2

我正在尝试使用 Apache Spark 准备一个要在 HBase 上以 HFile 格式存储的 DataFrame。我正在使用 Spark 2.1.0、Scala 2.11 和 HBase 1.1.2

这是我的代码:

val df = createDataframeFromRow(Row("mlk", "kpo", "opi"), "a b c")

val cols = df.columns.sorted
val colsorteddf = df.select(cols.map(x => col(x)): _*)
val valcols = cols.filterNot(x => x.equals("U_ID"))

到目前为止,一切都很好。
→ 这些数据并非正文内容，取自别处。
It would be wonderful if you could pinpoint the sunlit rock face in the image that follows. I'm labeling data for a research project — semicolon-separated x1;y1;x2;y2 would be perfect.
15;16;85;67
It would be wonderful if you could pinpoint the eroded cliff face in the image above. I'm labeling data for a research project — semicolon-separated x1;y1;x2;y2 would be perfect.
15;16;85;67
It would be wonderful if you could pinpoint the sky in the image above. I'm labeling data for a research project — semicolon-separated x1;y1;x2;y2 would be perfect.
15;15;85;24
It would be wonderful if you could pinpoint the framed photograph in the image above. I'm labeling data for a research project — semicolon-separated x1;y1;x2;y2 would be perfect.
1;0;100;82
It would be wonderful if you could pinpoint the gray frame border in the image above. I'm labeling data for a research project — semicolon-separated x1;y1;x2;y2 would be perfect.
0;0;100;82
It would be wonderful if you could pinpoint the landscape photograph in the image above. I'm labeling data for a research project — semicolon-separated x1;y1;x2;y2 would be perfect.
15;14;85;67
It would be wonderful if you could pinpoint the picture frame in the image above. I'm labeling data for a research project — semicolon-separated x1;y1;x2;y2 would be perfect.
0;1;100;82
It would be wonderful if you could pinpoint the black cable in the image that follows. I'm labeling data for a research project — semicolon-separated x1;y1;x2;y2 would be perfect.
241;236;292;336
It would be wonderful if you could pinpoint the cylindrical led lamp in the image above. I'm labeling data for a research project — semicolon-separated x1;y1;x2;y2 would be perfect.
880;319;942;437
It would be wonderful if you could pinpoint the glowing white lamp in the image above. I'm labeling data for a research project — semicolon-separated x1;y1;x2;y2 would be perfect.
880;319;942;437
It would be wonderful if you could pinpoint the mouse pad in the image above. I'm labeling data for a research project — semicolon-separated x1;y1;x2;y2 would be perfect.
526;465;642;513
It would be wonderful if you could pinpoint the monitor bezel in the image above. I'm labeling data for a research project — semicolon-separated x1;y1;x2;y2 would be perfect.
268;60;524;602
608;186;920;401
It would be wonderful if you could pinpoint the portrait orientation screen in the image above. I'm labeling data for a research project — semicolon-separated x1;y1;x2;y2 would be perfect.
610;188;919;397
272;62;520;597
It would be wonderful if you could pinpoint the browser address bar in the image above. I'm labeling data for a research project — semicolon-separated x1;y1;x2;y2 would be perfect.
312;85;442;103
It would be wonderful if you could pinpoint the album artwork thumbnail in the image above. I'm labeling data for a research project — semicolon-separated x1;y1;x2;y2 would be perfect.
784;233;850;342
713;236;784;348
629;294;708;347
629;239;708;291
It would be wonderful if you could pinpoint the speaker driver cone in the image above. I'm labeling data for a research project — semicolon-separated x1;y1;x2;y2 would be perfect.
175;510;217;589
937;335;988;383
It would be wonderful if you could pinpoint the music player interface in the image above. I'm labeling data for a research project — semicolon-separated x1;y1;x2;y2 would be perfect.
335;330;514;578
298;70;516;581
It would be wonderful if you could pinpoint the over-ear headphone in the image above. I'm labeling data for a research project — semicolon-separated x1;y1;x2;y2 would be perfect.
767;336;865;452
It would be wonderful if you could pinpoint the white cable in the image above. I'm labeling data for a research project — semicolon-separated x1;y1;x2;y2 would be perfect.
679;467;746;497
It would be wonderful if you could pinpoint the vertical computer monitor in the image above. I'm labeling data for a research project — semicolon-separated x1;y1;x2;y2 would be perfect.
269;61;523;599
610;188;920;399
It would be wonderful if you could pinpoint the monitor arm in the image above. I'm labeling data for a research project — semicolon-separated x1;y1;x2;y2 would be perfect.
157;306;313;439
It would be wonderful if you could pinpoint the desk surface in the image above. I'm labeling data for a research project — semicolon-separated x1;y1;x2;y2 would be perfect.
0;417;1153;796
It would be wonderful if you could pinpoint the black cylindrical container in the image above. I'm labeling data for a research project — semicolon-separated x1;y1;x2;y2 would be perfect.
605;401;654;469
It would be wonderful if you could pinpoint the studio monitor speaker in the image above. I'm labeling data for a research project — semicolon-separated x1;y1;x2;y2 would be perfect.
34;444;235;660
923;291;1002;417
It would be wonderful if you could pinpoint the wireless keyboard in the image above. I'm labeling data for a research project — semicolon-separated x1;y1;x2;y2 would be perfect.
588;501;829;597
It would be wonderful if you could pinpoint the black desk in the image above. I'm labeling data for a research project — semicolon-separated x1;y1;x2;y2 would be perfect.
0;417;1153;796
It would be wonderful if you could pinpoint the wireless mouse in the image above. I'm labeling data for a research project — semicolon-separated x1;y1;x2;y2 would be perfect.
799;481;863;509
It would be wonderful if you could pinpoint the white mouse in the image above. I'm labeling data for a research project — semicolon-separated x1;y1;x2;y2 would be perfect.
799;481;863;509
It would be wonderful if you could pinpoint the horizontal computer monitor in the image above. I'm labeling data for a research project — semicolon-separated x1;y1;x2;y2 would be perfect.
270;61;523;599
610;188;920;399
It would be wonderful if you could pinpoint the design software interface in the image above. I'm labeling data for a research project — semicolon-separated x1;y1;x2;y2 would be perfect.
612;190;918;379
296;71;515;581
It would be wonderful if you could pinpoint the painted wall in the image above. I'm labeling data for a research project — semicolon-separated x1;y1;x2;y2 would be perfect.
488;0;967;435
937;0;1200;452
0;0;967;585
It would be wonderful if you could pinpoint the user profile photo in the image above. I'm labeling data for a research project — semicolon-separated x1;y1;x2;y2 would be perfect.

我只对数据框的列进行排序

val pdd = colsorteddf.map(row => {
  (row(0).toString, (row(1).toString, row(2).toString))
})

val tdd = pdd.flatMap(x => {
  val rowKey = PLong.INSTANCE.toBytes(x._1)
  for(i <- 0 until valcols.length - 1) yield {
    val colname = valcols(i).toString
    val colvalue = x._2.productElement(i).toString
    val colfam = "data"

    (rowKey, (colfam, colname, colvalue))
  }
})

在此之后,我将每一行转换为这种键值格式(rowKey,(colfam,colname,colvalue))

不,这是问题发生的时候。我尝试将 tdd 的每一行映射成一对 (ImmutableBytesWritable, KeyValue)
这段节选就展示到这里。